Les fonds provenant du piratage Coincheck 2018 ont été marqués pour saisie par le tribunal de district de Tokyo

La crypto volée s’élève à environ 4,8 millions de yens (45000 dollars) en XEM et en Bitcoin.
Un médecin de la ville d’Obihiro, à Hokkaido, est accusé d’avoir clôturé les fonds.
En 2018, la crypto-monnaie d’échange Coincheck basée à Tokyo a été saccagée pour plus de 500 millions de dollars dans la crypto-monnaie peer-to-peer, NEM (XEM). Plus de deux ans plus tard, une partie des fonds détournés doit être saisie par le tribunal de district de Tokyo.

Selon les rapports du Japan Times mercredi, le tribunal a émis une ordonnance de protection pour une future saisie d’un certain Takayoshi Doi, un médecin de la ville d’Obihiro, à Hokkaido. Bien que Doi ne soit pas accusé d’avoir dirigé le piratage de Bitcoin Future en 2018, il a été interpellé par des responsables en mars pour avoir prétendument acheté XEM provenant du braquage .

Désormais, une part des fonds prétendument mal acquis prétendument détenus par Doi – qui, selon un média local, Kyodo, s’élèveraient à environ 4,8 millions de yens (45000 dollars) en XEM et en Bitcoin – devraient être confisqués dans ce qui sera Première saisie de crypto au Japon. Doi devrait garder les fonds en sécurité jusqu’à ce qu’un verdict officiel soit rendu.

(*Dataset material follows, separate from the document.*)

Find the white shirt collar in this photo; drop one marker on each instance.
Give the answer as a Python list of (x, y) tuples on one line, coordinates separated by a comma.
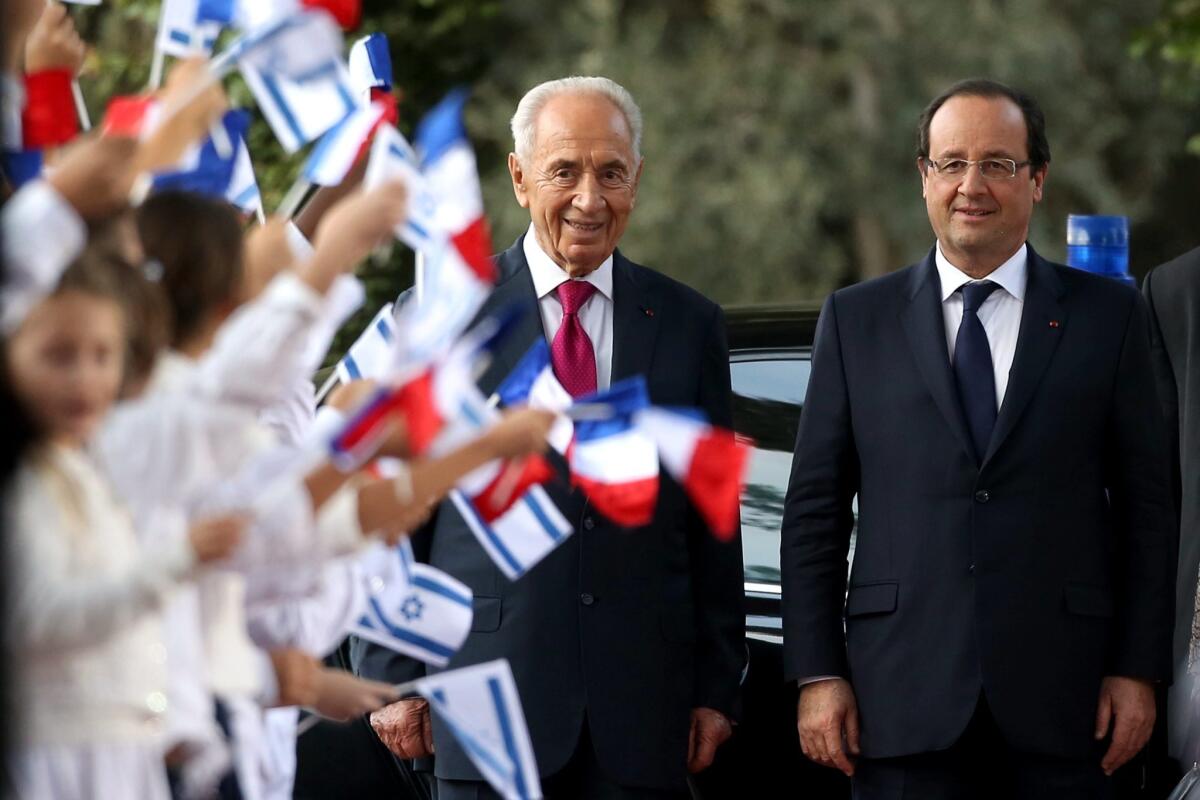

L’expropriation anticipée ne représente qu’une fraction des 58 milliards de yens (550 millions de dollars) de XEM volés à l’origine

En janvier 2018, des pirates ont attaqué Coincheck, pillant un total de 523 millions de NEM, d’une valeur d’environ 530 millions de dollars à l’époque. Depuis le braquage – qui est enregistré comme l’un des plus gros hacks cryptographiques de tous les temps – la valeur du jeton NEM a chuté de 93%. Les jetons volés sont désormais estimés à environ 39 millions de dollars.

Coincheck a de nouveau été victime d’une attaque en mai de cette année. Cette fois-ci, les pirates ont eu accès au domaine de messagerie de Coincheck, sollicitant les informations personnelles des clients, y compris les dates de naissance, les numéros de téléphone et les photos, noms et adresses de vérification d’identité. Bien qu’aucune crypto-monnaie n’ait été volée, les dommages à la réputation provoqués par un deuxième exploit étaient probablement tout aussi coûteux.